The platform surfaces two status codes on every response: the gem's own .status_code (HTTP status of the request to Crawlbase itself) and .pc_status (Crawlbase's verdict on the target - see the Crawling API errors table for the full list). Always branch on .pc_status when deciding whether to retry - a target can return 200 with empty body, in which case .status_code is 200 but .pc_status is 520.

res = api.get(url)
pc = res.pc_status.to_i

case pc
when 200
 use(res.body)
when 520, 525
 # 520 = empty body, 525 = anti-bot couldn't be solved.
 # Switch to JS token and retry.
 retry_with_js_token(url)
when 521, 522, 523
 # Target unreachable or timed out. Retry with backoff.
 schedule_retry(url)
else
 Rails.logger.error('crawl failed', url: url, pc_status: pc)
end

All retries against the platform are free - only successful responses (pc_status: 200) count against your quota.

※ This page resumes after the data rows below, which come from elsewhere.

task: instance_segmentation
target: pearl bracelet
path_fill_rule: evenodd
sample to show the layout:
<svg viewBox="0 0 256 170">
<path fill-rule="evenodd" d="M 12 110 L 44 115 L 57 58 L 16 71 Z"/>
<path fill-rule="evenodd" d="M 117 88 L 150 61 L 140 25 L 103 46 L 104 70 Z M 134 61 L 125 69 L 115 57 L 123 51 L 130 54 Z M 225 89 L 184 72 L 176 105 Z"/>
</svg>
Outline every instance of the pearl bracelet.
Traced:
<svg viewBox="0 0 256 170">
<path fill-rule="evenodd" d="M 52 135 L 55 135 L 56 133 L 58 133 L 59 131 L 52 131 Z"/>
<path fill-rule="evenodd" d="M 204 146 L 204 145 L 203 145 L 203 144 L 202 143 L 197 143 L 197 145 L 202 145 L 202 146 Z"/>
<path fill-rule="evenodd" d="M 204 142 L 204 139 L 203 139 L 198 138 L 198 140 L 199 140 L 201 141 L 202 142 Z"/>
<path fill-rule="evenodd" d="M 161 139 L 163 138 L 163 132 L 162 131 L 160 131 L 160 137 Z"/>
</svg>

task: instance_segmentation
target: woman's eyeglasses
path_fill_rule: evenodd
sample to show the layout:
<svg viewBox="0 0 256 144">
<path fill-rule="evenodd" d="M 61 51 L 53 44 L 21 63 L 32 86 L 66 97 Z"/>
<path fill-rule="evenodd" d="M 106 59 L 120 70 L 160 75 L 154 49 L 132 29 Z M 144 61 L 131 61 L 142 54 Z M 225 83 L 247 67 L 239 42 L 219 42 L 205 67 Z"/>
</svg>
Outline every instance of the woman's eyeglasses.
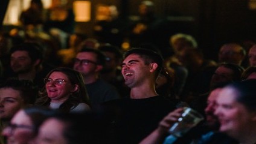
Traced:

Performance & best practices

Reuse a single client per token. The constructor is cheap but each instance opens its own connection. Build it once at app boot (Rails initializer is the natural spot), share it across requests.
Use the cheapest token that works. Don't default to the JavaScript token "just in case" - Normal-token requests are faster and use less concurrency. Promote to JS only when the Normal response is empty or anti-bot-blocked.
Prefer ajax_wait over page_wait. Fixed delays burn concurrency on every request, even fast ones.
For batch jobs: async + webhook, or push to the Enterprise Crawler. Sidekiq workers calling the gem synchronously will saturate your concurrency cap; async + webhook releases the slot the moment a request is queued.
Watch the remaining response header. It carries the number of concurrency slots you have left - back off proactively before hitting the cap rather than reacting to 429s.

Method reference

All client classes share the same surface. Constructor takes keyword arguments; verbs mirror the underlying HTTP methods.

Crawlbase::API.new(token:, timeout:)

constructor

Initialize a client with your token. Optional: timeout in seconds (default 90).

#get(url, **options)

method

Send a GET. options maps any Crawling API parameter to its value. Returns a response object.

#post(url, data, **options)

method

Send a POST. data is the body - pass a hash for form-encoded, a string for raw.

Response shape - methods on the response object:

.status_code

Integer

HTTP status of the gem's request to Crawlbase.

.pc_status

Integer

Crawlbase verdict on the target. Branch on this for retry decisions.

.original_status

Integer

HTTP status the target returned to Crawlbase.

.url

String

Final URL after target-side redirects.

.body

String

Page content (or JSON string when format=json / scraper= was used).

.headers

Hash

Response headers from the target site.

.rid

String

Request ID (when async: true or store: true).